The Taliban, who unleashed a string of bombings during the two-month election campaign, claimed to have hit several polling stations.
Having voted at a high school near the presidential palace in Kabul, Ghani said the most important issue was finding a leader who could bring peace to the war-torn nation. “Our roadmap (for peace) is ready, I want the people to give us permission and legitimacy so that we pursue peace,” Ghani said.
Some 9.6 million Afghans are registered to vote, but many have little faith that after 18 years of war any leader can unify the fractious country and improve basic living conditions, boost the stagnating economy or bolster security.
Still, voters braved insurgent attacks and long queues to cast a ballot. “I know there are security threats but bombs and attacks have become part of our everyday lives,” 55-year-old Mohiuddin, who only gave one name, told AFP.
“I am not afraid, we have to vote if we want to bring changes.” Abdullah and Ghani both claimed victory in the 2014 election a vote so tainted by fraud and violence that it led to a constitutional crisis and forced then-US president Barack Obama to push for a compromise that saw Abdullah awarded the subordinate role.
“The only request I have from the election commission is that they ensure the transparency of the election because lots of people have lost their trust,” Afghan voter Sunawbar Mirzae, 23, said.
Voting in Afghanistan’s fourth presidential election was supposed to take place at some 5,000 polling centres across the country but hundreds have been closed to the abysmal security situation.
Many Afghans said voting had gone smoothly, triumphantly holding up fingers stained in indelible ink to show they had cast a ballot, but several said they had experienced problems.

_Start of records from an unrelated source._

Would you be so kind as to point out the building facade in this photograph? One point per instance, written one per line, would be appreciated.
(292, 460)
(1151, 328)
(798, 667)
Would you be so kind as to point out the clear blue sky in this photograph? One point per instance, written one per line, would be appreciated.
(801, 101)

“I came this early morning to cast my ballot. Unfortunately my name was not on the list,” said Ziyarat Khan, a farmer in Nangarhar. “The whole process is messy like the last time.”

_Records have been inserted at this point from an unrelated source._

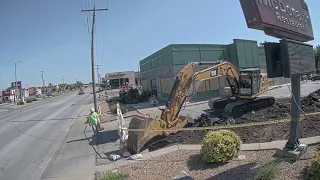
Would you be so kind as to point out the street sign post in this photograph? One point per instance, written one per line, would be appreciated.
(290, 21)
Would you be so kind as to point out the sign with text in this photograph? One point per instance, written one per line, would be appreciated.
(297, 58)
(115, 75)
(18, 85)
(279, 18)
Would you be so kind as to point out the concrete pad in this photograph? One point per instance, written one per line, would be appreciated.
(77, 177)
(273, 145)
(194, 147)
(164, 151)
(71, 167)
(106, 167)
(250, 147)
(310, 140)
(122, 162)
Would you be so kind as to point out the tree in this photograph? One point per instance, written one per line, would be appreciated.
(317, 56)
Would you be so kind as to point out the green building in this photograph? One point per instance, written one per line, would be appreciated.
(158, 70)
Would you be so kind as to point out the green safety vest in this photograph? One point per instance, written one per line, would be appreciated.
(94, 118)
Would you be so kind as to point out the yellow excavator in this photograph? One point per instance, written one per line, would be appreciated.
(242, 95)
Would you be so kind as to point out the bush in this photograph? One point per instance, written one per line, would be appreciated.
(28, 100)
(220, 146)
(314, 171)
(114, 176)
(269, 171)
(20, 103)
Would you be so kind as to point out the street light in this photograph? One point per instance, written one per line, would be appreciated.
(15, 84)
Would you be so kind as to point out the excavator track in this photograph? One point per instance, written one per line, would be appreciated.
(233, 107)
(245, 105)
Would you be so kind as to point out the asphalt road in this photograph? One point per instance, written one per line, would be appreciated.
(31, 135)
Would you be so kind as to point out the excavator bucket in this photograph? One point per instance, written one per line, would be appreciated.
(150, 128)
(137, 139)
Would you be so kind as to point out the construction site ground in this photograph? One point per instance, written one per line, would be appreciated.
(246, 166)
(281, 109)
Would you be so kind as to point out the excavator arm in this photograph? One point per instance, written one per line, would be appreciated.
(169, 117)
(187, 76)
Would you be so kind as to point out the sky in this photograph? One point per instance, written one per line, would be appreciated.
(53, 35)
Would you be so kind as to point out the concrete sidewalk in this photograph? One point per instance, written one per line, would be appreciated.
(76, 159)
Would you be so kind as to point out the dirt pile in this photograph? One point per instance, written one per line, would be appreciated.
(281, 109)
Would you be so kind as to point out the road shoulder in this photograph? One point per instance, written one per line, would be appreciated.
(76, 159)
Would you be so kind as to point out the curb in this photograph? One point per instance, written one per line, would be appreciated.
(196, 147)
(115, 119)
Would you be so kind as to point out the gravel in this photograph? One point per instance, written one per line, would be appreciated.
(253, 134)
(169, 165)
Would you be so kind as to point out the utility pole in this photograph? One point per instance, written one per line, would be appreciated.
(15, 84)
(92, 53)
(42, 81)
(98, 75)
(63, 86)
(16, 81)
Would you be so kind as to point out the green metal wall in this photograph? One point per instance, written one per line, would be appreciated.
(185, 53)
(158, 59)
(241, 53)
(247, 53)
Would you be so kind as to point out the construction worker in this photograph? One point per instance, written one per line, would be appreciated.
(94, 121)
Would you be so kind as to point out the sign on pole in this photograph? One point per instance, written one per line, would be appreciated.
(297, 58)
(279, 18)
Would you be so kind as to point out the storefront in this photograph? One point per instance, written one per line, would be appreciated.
(116, 79)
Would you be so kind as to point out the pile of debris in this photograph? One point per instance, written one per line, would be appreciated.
(254, 134)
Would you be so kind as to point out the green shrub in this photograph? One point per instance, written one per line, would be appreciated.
(269, 171)
(314, 170)
(28, 100)
(20, 103)
(114, 176)
(220, 146)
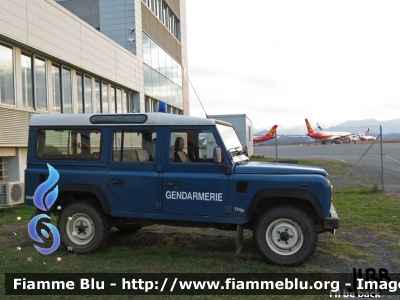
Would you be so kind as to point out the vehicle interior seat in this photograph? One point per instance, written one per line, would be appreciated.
(142, 155)
(179, 154)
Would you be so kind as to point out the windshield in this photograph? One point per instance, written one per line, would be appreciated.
(232, 143)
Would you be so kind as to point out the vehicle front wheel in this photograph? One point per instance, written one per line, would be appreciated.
(83, 226)
(285, 235)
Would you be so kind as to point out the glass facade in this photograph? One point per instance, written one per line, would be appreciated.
(79, 87)
(56, 76)
(97, 95)
(104, 97)
(162, 74)
(166, 16)
(40, 84)
(27, 80)
(68, 90)
(88, 95)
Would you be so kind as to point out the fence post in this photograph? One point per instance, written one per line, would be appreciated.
(276, 146)
(383, 188)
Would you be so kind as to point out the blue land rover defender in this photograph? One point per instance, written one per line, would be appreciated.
(134, 170)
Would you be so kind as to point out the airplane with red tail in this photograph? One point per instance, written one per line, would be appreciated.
(269, 136)
(325, 136)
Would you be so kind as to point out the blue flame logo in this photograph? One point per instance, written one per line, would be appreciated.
(44, 203)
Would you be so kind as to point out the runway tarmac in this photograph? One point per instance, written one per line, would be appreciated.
(346, 153)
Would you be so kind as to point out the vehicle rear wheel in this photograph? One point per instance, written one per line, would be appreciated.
(285, 236)
(129, 228)
(83, 226)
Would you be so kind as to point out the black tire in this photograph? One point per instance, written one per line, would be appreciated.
(285, 235)
(83, 226)
(40, 224)
(129, 227)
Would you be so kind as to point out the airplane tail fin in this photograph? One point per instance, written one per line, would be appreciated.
(272, 131)
(309, 128)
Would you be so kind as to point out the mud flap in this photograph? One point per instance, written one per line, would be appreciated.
(239, 238)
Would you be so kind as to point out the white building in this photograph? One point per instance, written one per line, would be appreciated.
(86, 56)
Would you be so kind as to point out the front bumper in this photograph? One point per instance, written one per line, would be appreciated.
(332, 222)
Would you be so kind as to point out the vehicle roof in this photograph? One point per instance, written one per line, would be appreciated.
(152, 119)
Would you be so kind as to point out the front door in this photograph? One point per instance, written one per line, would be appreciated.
(192, 183)
(132, 173)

Campaigning was hampered by violence from the first day, when Ghani’s running mate was targeted in a bomb-and-gun attack that left at least 20 dead.
Bloody attacks have continued to rock Afghanistan, including a Taliban bombing at a Ghani rally last week that killed at least 26 people in the central province of Parwan near Kabul.
The interior ministry says 72,000 forces will help to secure polling stations. Election officials say this will be the cleanest election yet, with equipment such as biometric fingerprint readers and better training for poll workers to ensure the vote is fair.
Still, the US embassy in Kabul has said it is “disturbed by so many complaints about security, lack of an equal playing field and fraud” and many Afghans say they have no intention of voting, citing fraud and security fears.
Saturday’s poll was initially slated to take place in April, but was twice delayed because election workers were ill-prepared, and the US was leading a push to forge a withdrawal agreement with the Taliban.
That deal has been scuppered for now after US President Donald Trump pulled out and Afghanistan’s next president will likely face the daunting task of trying to strike a bargain with the Taliban.
Results are not expected until October 19. Candidates need more than 50 per cent of the vote to be declared the outright winner, or else the top two will head for a second round in November. Polls close at 3:00 pm (1030 GMT).